Kinjo Akira R, Nakamura Haruki
Institute for Protein Research, Osaka University, Suita, Osaka, 565-0871, Japan.
Biophysics (Nagoya-shi). 2007 Dec 28;3:75-84. doi: 10.2142/biophysics.3.75. eCollection 2007.
A method to search for local structural similarities in proteins at atomic resolution is presented. It is demonstrated that a huge amount of structural data can be handled within a reasonable CPU time by using a conventional relational database management system with appropriate indexing of geometric data.
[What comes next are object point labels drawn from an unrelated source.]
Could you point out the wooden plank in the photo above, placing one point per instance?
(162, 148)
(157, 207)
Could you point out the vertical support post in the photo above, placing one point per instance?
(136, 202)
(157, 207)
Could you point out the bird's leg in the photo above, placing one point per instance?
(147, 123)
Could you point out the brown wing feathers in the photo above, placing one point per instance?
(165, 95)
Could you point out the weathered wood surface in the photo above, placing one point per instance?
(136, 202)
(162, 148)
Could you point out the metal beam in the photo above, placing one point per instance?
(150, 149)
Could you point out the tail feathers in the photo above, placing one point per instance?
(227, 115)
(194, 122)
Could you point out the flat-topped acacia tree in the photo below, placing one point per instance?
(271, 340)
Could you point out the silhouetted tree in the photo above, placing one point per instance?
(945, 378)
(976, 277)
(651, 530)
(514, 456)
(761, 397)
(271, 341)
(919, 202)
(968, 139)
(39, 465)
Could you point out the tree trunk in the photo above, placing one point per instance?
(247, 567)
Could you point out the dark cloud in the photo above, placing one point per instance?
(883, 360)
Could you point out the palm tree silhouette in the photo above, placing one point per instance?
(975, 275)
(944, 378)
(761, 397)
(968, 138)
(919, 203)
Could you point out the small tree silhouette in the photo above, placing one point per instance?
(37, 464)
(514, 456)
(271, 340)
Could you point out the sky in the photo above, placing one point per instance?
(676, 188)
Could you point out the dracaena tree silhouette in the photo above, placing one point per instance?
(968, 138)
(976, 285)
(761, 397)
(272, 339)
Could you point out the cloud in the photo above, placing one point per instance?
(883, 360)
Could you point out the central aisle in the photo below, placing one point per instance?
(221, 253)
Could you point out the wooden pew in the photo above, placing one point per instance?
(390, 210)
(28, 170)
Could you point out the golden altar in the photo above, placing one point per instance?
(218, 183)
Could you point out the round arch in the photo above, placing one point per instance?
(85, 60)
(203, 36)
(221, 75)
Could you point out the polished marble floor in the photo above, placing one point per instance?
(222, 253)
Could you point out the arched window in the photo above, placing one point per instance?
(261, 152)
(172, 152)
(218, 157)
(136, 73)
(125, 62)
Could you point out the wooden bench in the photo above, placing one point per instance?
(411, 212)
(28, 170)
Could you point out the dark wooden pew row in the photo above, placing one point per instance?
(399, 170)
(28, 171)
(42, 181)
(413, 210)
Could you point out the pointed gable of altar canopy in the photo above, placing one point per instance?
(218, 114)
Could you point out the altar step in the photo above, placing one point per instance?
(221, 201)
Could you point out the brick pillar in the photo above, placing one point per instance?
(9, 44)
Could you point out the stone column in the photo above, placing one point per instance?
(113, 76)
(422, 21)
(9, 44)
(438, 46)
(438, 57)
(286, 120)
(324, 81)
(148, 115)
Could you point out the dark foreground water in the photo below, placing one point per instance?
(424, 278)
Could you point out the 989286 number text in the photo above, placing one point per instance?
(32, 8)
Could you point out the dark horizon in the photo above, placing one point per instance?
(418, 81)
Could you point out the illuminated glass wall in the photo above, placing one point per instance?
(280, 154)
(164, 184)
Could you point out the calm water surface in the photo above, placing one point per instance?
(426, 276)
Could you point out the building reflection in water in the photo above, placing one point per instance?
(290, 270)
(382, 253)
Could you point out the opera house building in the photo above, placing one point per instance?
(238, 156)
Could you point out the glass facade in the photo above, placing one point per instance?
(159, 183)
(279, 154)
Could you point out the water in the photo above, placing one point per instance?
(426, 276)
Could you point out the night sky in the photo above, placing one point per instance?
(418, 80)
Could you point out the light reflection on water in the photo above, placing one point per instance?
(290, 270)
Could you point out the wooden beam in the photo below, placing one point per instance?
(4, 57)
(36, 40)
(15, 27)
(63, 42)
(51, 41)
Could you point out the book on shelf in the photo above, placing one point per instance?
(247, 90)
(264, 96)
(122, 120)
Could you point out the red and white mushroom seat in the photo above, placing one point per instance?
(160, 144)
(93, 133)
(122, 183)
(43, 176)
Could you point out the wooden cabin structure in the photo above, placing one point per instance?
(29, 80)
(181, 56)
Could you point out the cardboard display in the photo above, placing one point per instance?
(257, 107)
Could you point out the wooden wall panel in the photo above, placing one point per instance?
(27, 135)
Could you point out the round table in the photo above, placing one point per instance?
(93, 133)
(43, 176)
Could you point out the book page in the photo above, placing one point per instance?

This method, which we call geometric indexing, can enumerate ligand binding sites that are structurally similar to sub-structures of a query protein among more than 160,000 possible candidates within a few hours of CPU time on an ordinary desktop computer. After detecting a set of high scoring ligand binding sites by the geometric indexing search, structural alignments at atomic resolution are constructed by iteratively applying the Hungarian algorithm, and the statistical significance of the final score is estimated from an empirical model based on a gamma distribution. Applications of this method to several protein structures clearly shows that significant similarities can be detected between local structures of non-homologous as well as homologous proteins.
本文提出了一种在原子分辨率下搜索蛋白质局部结构相似性的方法。结果表明,通过使用具有适当几何数据索引的传统关系数据库管理系统,可以在合理的CPU时间内处理大量的结构数据。我们将这种方法称为几何索引,它可以在普通台式计算机上几个小时的CPU时间内,在超过160,000个可能的候选物中枚举与查询蛋白质的子结构在结构上相似的配体结合位点。通过几何索引搜索检测到一组高分配体结合位点后,通过迭代应用匈牙利算法构建原子分辨率下的结构比对,并根据基于伽马分布的经验模型估计最终得分的统计显著性。该方法在几种蛋白质结构上的应用清楚地表明,在非同源以及同源蛋白质的局部结构之间可以检测到显著的相似性。